Transfection of cells. The rat Foxa2 gene (rFoxa2; GenBank NM_012743) and hFoxa2 gene (GenBank BC011780) were cloned into a pIRES–enhanced green fluorescent protein (pIRES–EGFP) vector (Clontech, Mountain View, CA, USA). pIRES–EGFP only, pIRES–EGFP/rFoxa2, or pIRES–EGFP/hFoxa2 was transfected into rMSC using lipofectamine (Invitrogen, USA), according to the manufacturer's instructions. Geneticin (G418) (Gibco, Gaithersburg, MD, USA) was added to select stably-transfected cells. Cells were then refed with selective medium containing 400 µg G418 per mL every 3 days for 2 weeks. Stably-transfected cells were confirmed based on both fluorescence emission under a fluorescent microscope (Carl-Zeiss, Goettingen, Germany) and by RT–PCR for the presence of Foxa2 expression (Table 1).

RNA isolation and RT–PCR analysis. Total RNA was extracted from transfected rMSC using Trizol (Gibco, USA). A total of 2 µg total RNA was used to perform RT–PCR with various primers (Table 1) using RT-PreMIX (BIONEER, Daejeon, Korea).

Western bolt analysis. Cytosolic fractions were prepared from rMSC using protein extraction buffer (Invitrogen, USA). Protein extracts were separated by 10% sodium dodecylsulfate–polyacrylamide gel electrophoresis under denatured conditions, and then transferred to a polyvinylidene difluoride membrane. After the membrane was blocked with 5% skim milk, rabbit anti-albumin primary antibody (1:1000; Abcam, Cambridge, UK) was applied, and the samples were incubated at 4°C for 24 h, after which a horseradish peroxidase-labeled antirabbit secondary antibody (1:1000; Abcam, UK) was applied, and the samples were incubated at 37°C for 1 h. The intensity of each band was visualized by an enzyme-linked chemiluminescence imaging system (GE Healthcare, UK).

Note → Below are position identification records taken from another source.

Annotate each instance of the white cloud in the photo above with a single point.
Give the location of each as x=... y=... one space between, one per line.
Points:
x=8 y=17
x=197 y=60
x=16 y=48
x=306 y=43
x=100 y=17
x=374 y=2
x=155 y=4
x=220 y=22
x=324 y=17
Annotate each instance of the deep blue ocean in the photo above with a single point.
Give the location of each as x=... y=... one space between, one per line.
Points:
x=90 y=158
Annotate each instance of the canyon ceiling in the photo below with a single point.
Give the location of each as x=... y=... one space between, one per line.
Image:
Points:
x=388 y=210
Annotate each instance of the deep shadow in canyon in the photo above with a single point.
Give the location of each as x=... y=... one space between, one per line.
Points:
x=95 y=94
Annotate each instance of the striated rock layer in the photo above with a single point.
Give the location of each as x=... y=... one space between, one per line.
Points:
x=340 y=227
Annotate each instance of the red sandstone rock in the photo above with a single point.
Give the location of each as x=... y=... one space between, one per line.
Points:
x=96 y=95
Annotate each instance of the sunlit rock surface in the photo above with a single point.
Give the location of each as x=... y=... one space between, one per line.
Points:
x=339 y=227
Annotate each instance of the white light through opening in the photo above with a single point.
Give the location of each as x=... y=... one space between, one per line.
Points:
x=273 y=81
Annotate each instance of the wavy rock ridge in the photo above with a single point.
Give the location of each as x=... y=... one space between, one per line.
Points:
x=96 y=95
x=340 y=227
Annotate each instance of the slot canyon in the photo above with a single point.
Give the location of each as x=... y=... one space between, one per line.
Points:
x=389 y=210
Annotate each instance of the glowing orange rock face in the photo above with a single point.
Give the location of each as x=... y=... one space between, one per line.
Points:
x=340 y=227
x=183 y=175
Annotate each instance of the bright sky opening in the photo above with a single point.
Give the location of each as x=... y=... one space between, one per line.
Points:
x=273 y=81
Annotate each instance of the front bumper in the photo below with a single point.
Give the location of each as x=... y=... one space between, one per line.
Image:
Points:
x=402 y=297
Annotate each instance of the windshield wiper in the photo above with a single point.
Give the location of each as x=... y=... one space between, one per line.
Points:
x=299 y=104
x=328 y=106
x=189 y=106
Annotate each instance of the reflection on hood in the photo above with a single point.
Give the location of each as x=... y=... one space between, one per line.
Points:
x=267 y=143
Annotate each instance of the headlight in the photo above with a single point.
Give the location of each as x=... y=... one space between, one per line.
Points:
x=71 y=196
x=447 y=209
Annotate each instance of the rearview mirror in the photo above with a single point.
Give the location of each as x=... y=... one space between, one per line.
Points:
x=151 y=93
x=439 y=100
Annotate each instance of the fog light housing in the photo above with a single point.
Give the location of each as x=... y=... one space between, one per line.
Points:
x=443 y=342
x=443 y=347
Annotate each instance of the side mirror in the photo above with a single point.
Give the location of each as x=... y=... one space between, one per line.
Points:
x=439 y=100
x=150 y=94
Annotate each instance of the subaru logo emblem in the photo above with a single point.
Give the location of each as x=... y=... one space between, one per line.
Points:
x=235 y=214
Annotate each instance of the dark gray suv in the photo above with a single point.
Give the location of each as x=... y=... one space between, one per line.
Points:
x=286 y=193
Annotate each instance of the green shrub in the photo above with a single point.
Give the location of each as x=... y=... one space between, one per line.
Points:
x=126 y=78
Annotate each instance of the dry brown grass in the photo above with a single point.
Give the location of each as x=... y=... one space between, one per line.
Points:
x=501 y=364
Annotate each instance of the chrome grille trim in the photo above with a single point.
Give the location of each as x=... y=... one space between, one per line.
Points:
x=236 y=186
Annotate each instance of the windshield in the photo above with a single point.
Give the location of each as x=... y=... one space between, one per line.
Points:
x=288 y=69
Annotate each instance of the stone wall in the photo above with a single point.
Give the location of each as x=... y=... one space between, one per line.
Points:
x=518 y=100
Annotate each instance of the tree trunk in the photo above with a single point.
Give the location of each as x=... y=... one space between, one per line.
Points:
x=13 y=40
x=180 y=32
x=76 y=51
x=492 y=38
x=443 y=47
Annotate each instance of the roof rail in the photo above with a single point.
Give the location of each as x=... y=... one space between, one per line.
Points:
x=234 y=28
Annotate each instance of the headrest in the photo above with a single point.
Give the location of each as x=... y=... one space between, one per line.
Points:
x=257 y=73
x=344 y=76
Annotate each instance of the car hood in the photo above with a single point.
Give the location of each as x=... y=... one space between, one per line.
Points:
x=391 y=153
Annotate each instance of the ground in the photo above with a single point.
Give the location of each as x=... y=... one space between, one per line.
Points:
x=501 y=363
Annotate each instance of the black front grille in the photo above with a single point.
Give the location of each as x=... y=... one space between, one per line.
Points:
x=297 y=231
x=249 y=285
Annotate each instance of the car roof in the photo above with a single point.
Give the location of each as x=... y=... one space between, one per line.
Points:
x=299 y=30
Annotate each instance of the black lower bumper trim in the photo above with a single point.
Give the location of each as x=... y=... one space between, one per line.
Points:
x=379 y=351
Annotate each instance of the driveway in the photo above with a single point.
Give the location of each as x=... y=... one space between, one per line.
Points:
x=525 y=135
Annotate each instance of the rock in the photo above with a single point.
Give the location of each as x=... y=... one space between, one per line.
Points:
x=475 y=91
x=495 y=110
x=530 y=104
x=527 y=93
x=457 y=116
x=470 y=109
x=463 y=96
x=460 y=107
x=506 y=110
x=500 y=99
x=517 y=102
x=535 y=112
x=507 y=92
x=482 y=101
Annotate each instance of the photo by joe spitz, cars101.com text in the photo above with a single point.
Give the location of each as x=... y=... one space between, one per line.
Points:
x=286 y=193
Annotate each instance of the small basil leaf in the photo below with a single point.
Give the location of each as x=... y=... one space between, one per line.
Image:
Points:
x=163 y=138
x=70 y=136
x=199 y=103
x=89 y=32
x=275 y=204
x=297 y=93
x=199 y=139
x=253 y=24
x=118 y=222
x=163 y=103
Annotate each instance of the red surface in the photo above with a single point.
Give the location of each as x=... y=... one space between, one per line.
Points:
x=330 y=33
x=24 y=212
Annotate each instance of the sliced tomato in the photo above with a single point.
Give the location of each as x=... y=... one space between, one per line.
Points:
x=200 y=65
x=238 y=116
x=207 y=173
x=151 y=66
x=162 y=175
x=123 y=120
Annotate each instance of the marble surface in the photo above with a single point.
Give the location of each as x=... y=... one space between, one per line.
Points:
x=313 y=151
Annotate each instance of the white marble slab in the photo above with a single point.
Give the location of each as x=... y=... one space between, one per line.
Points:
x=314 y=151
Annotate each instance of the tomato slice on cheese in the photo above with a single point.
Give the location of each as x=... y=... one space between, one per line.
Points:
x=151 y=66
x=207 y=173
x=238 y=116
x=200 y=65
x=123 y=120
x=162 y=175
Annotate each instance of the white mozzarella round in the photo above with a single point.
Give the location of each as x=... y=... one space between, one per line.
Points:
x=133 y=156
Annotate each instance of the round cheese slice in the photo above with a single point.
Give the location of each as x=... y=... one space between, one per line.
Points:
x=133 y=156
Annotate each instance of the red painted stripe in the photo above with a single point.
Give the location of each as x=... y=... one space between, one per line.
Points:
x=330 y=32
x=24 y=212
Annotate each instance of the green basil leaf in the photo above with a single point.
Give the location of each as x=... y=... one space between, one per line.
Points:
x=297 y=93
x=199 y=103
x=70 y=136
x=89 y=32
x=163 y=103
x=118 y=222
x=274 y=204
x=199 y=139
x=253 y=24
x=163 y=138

Immunocytochemistry. Fluorescence staining was conducted on 12-well plates (BD Biosciences, San Jose, CA, USA), in which 3∼4 × 105 rMSC/well were plated. Differentiated hepatocytes were fixed with 4% paraformaldehyde at 4°C for 30 min. The cells were then washed three times with phosphate-buffered saline (PBS) and incubated with albumin primary antibody (1:1000; Santa Cruz, USA) at 4°C for 24 h. Cells were subsequently incubated with rabbit antigoat immunoglobulin–phycoerythrin secondary antibody (1:1000; Santa Cruz, USA) at 37°C for 1 h, followed by counterstaining with 4′,6′-diamidino-2-phenylindole dihydrochloride solution. Albumin expression was determined using a fluorescence microscope.

Carbon tetrachloride-induced liver disease model and rMSC transplantation. Liver fibrosis was induced by an intraperitoneal injection of carbon tetrachloride (CCl4; Sigma, St Louis, MO, USA) mixed with olive oil (1:1 by volume) into recipient SD rats at a dose of 7.78 µM/kg (or 1.5 mL/kg) body weight, twice per week for 8 weeks. The same volume of olive oil alone was injected into the control group. For cell transplantation, four different treatments (control [PBS], rMSC, rMSC/pIRES–EGFP, and rMSC/pIRES–EGFP/hFoxa2) were injected into the spleen of CCl4-injured rats. The rats were killed on days 30, 60, and 90 post-transplantation, after which liver tissues were extracted for analyses.

Histological analysis of the liver. Liver specimens were fixed with 4% paraformaldehyde and embedded in paraffin. Tissue sections were cut into 4-um sections, and then analyzed by hematoxylin–eosin (HE) staining for the recovery of fibrosis and by immunohistochemical staining for the expression of α-smooth muscle actin (α-SMA) (1:200, Invitrogen; USA)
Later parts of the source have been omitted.